Из будки вышел. Сильный ветер хватал лицо. Шумел в ушах, как в двух разломанных погремушках.

43. «Григорий! Гри-ишка!»

Соглядатаем подходил на изломе ночи и затаивался у окна чёрный свет. Смрадно дышал, бесконечно веял. Так проходило полчаса, час. Силкина не выдерживала. Дёрнутый за шнурок, ночник вспухал как сыч. Женщина тянулась к стакану, к соде. Отрешённо намешивала ложечкой. С послабевшим, павшим белым мешочком лицом. Залпом выпивала. К врачу, к вра-ачу. Сегодня же. Преступное легкомыслие. Да. К своему здоровью. Преступное. Откинувшись на подушку, на ощупь ставила стакан на блюдце.

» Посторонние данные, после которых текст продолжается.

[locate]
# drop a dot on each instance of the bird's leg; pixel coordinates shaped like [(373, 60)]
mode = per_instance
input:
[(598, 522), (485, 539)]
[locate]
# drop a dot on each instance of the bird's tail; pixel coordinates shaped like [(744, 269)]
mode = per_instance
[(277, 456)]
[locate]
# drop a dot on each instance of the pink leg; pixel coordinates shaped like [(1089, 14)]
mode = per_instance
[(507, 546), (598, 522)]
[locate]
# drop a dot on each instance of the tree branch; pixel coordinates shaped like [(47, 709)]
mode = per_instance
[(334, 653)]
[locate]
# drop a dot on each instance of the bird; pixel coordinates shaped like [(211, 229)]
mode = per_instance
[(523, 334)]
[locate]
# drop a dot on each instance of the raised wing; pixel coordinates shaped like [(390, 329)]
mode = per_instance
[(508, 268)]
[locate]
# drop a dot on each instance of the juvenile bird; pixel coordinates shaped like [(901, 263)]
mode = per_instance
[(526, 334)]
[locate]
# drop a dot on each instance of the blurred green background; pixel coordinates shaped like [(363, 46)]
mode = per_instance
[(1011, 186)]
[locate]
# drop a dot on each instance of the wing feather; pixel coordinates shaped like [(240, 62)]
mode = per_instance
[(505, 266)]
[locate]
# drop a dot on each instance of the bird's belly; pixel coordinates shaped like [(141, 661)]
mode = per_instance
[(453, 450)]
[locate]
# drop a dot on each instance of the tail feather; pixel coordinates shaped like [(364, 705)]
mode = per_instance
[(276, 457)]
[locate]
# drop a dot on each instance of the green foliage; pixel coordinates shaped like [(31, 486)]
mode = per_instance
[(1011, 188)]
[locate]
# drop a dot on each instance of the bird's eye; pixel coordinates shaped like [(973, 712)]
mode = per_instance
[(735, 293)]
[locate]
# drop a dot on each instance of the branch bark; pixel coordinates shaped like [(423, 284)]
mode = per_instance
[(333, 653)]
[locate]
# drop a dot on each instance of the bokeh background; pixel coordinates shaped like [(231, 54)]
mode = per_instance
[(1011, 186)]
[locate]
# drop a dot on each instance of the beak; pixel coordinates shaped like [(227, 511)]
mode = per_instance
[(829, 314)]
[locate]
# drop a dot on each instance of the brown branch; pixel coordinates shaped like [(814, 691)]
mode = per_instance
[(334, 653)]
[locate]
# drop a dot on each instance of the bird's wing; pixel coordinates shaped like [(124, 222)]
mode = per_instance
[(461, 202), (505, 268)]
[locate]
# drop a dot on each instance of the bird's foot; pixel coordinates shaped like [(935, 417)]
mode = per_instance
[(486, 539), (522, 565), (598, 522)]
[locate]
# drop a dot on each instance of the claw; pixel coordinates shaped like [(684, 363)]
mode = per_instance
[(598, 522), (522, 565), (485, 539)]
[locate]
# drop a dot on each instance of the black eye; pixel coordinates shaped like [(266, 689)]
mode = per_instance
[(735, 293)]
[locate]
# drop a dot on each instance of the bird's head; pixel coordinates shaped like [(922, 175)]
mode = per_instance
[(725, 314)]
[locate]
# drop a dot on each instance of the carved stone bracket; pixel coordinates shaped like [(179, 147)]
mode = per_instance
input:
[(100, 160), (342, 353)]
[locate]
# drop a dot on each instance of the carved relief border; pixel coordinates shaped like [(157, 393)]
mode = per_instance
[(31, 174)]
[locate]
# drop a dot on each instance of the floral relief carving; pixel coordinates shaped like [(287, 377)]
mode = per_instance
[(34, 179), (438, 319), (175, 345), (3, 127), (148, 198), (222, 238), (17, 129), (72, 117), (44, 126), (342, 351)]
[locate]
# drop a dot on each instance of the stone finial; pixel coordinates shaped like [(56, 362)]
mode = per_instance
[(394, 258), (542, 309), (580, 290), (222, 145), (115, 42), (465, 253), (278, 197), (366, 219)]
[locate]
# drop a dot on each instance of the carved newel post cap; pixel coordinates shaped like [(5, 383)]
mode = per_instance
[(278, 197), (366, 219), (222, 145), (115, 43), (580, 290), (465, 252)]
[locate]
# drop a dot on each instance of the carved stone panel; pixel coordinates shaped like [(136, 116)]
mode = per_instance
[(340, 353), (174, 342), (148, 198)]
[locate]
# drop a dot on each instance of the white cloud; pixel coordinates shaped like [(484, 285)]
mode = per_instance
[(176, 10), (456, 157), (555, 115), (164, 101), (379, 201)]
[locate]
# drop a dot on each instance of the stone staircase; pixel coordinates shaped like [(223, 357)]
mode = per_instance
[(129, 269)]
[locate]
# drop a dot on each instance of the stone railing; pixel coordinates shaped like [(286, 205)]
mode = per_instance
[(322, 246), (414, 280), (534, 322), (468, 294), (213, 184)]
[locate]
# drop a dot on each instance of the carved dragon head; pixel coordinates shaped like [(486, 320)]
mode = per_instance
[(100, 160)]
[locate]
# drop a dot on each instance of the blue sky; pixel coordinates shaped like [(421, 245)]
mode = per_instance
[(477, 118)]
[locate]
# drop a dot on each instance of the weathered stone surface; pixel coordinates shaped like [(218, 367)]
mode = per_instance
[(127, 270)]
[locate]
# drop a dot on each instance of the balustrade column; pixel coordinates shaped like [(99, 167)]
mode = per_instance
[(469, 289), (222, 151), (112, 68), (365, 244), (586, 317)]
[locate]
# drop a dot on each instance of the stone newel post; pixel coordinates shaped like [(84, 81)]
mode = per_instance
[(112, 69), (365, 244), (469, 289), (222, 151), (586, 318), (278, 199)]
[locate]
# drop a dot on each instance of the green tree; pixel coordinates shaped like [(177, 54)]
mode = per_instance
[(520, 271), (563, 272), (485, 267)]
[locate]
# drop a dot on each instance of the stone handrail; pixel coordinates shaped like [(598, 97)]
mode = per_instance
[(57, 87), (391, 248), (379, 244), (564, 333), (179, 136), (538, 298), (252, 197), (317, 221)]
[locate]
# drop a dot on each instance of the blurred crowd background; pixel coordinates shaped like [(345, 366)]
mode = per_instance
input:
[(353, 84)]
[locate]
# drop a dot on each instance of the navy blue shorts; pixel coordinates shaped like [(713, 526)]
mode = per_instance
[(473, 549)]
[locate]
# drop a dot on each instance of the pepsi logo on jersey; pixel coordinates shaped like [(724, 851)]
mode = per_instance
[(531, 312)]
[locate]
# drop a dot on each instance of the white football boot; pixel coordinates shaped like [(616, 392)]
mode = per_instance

Лежала. Разбросанно, плоско. Как лежит пустая одежда. В успокоение себе, в награду, взглядом тянулась к трюмо слева от тахты. К красной пухленькой книжице на полированной поверхности тумбочки трюмо. Книжица стояла как раскрытая икона-складничек, из которой светилась она, Вера Фёдоровна Силкина. Густозавитая на фотокарточке, неузнаваемая, но она! она!Вера Федоровна! Силкина! Потому что кто же устоит в такой день перед фотографом, перед его категоричностью: «Только с причёской, милейшая! Только с причёской! В крайнем случае – с париком!» И пришлось потом бежать домой, срочно искать этот чёртов парик, густой, лохматый, насаживать его на голову, как целого болона какого-то, мчаться на такси назад, скорей под объектив, под свет, сидеть несколько легкомысленной, даже глуповатой от счастья, но… но кто же устоит? В такой день? В такой момент! Кто?!

Закрыв глаза, Вера Фёдоровна гладила уложенный на бок складничек,пальчиком водила по шершаво-скользкой поверхности его. Теперь будет покоиться он милой книжицей весь день у её сердца, а на ночь снова встанет,снова засветится у изголовья на полированном месте, опять как образок-складничек. И так будет каждую ночь, бесконечно, сладостно. Было в этом что-то от давно умершего, похороненного, но… но всё время воскресающего. Как от святости. Каждый день, каждый час, каждую минуту воскресающей. Чувственная сладостная святость. Любовь. Половой акт. Умирание – и воскрешение. К Вере Фёдоровне прихлынуло что-то заполняющее её, горячее. Долго не отпускало… Но опять приходил к двери, постукивая когтями по паркету, Джога. Начинал вынюхивать внизу, в щели, скулить. «Кожин! Кожин! – как англичанину, втолковывала ему Силкина одним словом. – Кожин!» Деликатно Джога уходил. Вера Фёдоровна опять ложилась, закрывала глаза…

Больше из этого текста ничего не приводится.